I found the video about the old flutes very nice, if only because I love the sound of the old wooden flutes. You can really hear how different these flutes sound in different keys! I love this muffled sound, which is created by the forked fingerings, especially when it has been specifically used by composers to create a certain mood or atmosphere.

I also like the video on the old clarinet, because even there fork fingering was necessary, and chromatic tones sounded different. This "inadequacy" was also deliberately used by composers at that time, for example by Carl Maria von Weber in his opera "Der Freischütz", where he had the clarinets play chromatic tones in low registers, which were supposed to create an eerie atmosphere. On modern clarinets and flutes these tones shine too bright and too clean, since these instruments were built to sound even and clean in all keys.

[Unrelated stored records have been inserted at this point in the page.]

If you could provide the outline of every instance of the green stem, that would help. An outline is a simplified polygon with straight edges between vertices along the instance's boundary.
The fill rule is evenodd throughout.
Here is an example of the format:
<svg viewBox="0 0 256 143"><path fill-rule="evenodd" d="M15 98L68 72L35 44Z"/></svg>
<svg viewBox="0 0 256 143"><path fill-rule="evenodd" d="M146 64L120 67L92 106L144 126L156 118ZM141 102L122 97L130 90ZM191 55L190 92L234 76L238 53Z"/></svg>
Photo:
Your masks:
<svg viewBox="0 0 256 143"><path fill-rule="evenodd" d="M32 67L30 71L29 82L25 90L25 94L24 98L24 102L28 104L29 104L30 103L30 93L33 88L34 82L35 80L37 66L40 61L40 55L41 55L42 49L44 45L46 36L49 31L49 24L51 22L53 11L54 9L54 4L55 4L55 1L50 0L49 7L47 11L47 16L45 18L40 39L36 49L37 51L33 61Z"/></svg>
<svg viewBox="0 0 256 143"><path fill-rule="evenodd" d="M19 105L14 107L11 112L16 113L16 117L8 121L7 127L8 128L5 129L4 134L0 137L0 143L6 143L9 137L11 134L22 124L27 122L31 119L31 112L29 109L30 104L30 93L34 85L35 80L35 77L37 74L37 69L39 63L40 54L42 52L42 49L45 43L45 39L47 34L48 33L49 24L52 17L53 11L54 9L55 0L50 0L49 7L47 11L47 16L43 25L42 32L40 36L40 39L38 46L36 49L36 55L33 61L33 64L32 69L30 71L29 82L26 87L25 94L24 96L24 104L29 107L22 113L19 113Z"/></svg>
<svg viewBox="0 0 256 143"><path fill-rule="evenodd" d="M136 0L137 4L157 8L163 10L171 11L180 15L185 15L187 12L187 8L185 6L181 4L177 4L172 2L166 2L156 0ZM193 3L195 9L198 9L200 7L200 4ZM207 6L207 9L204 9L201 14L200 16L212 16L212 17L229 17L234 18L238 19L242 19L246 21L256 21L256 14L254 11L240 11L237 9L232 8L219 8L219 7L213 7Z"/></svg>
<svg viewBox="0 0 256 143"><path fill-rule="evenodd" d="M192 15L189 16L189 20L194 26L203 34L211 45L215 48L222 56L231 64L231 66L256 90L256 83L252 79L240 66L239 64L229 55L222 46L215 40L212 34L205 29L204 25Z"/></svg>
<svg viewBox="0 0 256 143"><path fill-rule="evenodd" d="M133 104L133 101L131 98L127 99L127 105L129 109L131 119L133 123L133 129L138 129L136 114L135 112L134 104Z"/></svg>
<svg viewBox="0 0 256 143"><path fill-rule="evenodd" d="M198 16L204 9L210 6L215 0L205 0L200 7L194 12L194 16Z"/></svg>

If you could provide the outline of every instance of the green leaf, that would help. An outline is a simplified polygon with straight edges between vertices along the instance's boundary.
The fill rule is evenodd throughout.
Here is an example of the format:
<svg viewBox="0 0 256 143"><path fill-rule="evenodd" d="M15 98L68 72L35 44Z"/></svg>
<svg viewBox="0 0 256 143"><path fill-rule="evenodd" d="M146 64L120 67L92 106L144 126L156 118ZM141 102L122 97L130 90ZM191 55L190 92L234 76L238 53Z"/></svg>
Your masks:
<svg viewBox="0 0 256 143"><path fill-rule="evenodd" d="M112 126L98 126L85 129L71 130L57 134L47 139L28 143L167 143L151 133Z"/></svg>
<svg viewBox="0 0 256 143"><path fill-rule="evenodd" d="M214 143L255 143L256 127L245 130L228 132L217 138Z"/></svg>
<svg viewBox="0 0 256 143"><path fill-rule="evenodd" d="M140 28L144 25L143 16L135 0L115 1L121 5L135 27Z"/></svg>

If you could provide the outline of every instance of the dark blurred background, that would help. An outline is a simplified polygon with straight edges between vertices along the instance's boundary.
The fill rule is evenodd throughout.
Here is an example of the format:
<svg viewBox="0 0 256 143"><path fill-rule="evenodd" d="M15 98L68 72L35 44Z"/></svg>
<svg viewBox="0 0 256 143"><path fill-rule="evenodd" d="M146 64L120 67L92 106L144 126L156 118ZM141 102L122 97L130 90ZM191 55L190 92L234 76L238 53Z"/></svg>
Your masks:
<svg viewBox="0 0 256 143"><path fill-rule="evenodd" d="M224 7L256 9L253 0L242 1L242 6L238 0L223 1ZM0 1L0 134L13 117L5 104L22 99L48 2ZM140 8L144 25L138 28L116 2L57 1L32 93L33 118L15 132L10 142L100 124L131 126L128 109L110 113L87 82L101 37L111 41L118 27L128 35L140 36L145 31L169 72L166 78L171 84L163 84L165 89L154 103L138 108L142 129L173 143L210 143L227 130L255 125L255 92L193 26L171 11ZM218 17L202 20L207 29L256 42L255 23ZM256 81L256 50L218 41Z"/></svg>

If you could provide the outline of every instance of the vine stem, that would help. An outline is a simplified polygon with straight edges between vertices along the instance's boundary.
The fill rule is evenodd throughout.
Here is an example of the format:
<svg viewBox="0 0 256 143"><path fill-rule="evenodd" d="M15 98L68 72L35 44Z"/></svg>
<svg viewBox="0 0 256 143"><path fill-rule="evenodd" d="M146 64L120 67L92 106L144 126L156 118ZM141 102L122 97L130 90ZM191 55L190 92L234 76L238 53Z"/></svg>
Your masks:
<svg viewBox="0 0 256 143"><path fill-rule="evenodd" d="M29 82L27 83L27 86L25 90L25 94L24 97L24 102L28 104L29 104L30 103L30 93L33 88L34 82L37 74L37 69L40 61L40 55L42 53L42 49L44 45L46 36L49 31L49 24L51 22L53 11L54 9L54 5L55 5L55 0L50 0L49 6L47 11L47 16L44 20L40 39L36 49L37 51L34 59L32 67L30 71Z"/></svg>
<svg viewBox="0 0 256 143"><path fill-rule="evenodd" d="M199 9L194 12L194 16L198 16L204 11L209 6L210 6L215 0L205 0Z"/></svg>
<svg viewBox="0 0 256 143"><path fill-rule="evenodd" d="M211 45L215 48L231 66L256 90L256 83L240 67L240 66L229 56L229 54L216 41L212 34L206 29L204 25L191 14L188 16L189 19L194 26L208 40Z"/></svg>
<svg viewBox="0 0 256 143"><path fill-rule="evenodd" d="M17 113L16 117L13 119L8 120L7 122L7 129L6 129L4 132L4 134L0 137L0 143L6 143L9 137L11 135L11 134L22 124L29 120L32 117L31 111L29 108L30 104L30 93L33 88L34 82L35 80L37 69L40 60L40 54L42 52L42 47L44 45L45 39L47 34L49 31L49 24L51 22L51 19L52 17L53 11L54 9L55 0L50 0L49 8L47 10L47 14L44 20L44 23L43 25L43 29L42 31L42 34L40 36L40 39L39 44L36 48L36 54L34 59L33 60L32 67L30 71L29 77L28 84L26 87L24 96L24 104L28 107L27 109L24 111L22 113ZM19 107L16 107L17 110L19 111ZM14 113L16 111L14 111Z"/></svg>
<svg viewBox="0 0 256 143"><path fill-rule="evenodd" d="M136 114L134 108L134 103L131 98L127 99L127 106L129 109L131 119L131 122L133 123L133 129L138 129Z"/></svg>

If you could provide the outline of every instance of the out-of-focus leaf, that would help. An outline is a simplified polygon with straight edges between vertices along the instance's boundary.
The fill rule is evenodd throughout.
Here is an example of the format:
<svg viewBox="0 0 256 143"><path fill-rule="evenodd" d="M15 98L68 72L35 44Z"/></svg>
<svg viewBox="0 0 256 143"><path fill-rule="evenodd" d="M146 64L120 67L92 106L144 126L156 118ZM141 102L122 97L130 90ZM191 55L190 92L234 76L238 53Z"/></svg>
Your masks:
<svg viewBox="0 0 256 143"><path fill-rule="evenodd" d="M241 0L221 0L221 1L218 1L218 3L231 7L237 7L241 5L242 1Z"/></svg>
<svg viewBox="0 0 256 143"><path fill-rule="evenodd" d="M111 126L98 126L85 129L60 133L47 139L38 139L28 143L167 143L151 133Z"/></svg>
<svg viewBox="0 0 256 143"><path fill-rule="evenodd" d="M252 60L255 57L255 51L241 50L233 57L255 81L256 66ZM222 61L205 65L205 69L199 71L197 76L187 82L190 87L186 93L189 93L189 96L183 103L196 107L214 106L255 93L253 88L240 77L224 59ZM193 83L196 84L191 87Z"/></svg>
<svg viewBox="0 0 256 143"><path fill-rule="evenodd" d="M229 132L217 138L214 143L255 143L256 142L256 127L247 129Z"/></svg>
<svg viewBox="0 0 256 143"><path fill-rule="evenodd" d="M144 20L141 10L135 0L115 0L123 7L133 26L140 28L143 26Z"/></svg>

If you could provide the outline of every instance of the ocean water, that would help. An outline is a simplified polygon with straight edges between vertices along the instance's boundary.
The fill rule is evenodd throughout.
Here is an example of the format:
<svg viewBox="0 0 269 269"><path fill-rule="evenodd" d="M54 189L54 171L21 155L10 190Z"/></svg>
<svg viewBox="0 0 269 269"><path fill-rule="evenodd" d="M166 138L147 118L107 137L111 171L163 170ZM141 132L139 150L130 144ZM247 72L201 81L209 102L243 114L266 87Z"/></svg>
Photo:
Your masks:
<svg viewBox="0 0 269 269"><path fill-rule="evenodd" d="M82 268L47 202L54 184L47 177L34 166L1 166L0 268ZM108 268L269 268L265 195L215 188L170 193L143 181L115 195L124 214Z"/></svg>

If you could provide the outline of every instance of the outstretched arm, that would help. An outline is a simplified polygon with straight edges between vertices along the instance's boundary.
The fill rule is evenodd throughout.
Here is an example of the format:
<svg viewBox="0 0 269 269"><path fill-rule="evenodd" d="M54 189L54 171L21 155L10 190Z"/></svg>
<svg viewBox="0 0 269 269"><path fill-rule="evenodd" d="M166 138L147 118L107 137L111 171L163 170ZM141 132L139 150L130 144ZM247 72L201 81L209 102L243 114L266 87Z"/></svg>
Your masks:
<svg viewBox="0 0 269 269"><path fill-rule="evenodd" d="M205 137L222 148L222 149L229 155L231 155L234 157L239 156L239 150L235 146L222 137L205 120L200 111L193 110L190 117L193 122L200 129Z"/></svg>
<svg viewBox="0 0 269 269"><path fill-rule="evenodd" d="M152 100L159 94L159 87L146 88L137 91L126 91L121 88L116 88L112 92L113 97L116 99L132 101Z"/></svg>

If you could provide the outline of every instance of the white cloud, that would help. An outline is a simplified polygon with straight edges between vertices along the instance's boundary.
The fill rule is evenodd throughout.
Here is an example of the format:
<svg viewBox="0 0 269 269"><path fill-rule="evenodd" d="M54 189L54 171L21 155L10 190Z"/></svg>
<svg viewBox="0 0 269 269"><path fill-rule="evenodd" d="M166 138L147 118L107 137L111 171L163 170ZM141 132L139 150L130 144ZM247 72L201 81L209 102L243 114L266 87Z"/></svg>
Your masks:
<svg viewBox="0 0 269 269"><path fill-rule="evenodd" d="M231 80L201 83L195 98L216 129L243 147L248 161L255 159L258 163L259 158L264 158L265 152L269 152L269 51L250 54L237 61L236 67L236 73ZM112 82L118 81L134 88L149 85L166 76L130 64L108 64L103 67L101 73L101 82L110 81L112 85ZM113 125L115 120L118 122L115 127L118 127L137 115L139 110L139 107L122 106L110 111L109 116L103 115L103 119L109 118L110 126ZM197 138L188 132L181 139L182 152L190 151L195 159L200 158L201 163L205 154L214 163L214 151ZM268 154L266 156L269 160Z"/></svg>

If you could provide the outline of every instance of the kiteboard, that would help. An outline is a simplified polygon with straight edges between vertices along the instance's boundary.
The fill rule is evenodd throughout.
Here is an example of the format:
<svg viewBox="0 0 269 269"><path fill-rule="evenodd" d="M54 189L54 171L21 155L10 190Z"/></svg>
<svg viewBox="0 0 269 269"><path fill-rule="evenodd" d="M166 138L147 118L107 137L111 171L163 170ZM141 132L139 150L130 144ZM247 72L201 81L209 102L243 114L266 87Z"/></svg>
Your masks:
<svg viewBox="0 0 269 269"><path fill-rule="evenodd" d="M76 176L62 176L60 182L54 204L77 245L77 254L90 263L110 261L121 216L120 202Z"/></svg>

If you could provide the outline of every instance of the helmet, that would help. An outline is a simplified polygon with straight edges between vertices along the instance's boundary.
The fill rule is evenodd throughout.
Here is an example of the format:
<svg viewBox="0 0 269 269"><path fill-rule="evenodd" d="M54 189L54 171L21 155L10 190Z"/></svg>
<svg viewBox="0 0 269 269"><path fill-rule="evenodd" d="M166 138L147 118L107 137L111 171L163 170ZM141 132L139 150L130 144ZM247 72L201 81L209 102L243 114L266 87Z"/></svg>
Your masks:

I also liked the video about the natural horn, although I have already seen other videos about it. I noticed that Beethoven very often uses the sound of stopped horns to achieve a certain effect. Just think of the first bars of an aria from the opera "Fidelio" or "Leonore", which depict the dark dungeon in which Florestan is locked up.

fidelio gestopft.jpg


Here, in the sixth bar, the horns suddenly play a loud E flat followed by a soft d. This E flat is a tone in which the horn must be stopped, while the D is played openly. The stopping and the forte result in an uncomfortable rattling of this tone, only to end up in a tone played openly and softly. This sounds like a rattling of chains, or like a cry of pain that becomes weaker. On my recording on period instruments you can hear this too, on other recordings played on valve horns this note sounds too soft and too gentle. Both the E flat and the D sound the same, only at different volumes; there is no difference between these two tones anymore.

In Mozart's operas, on the other hand, I have not yet found a single stopped tone; he always uses only open tones, which I find a pity. He uses them, as far as I know, only in his horn concertos.


Because of such things, I hear music only on the instruments for which a composer has composed. Of course I also like valve horns, modern flutes and oboes! The music of Wagner or Verdi or Strauss on these old instruments would sound terrible, because the composers wrote for other instruments, which have completely different characteristics!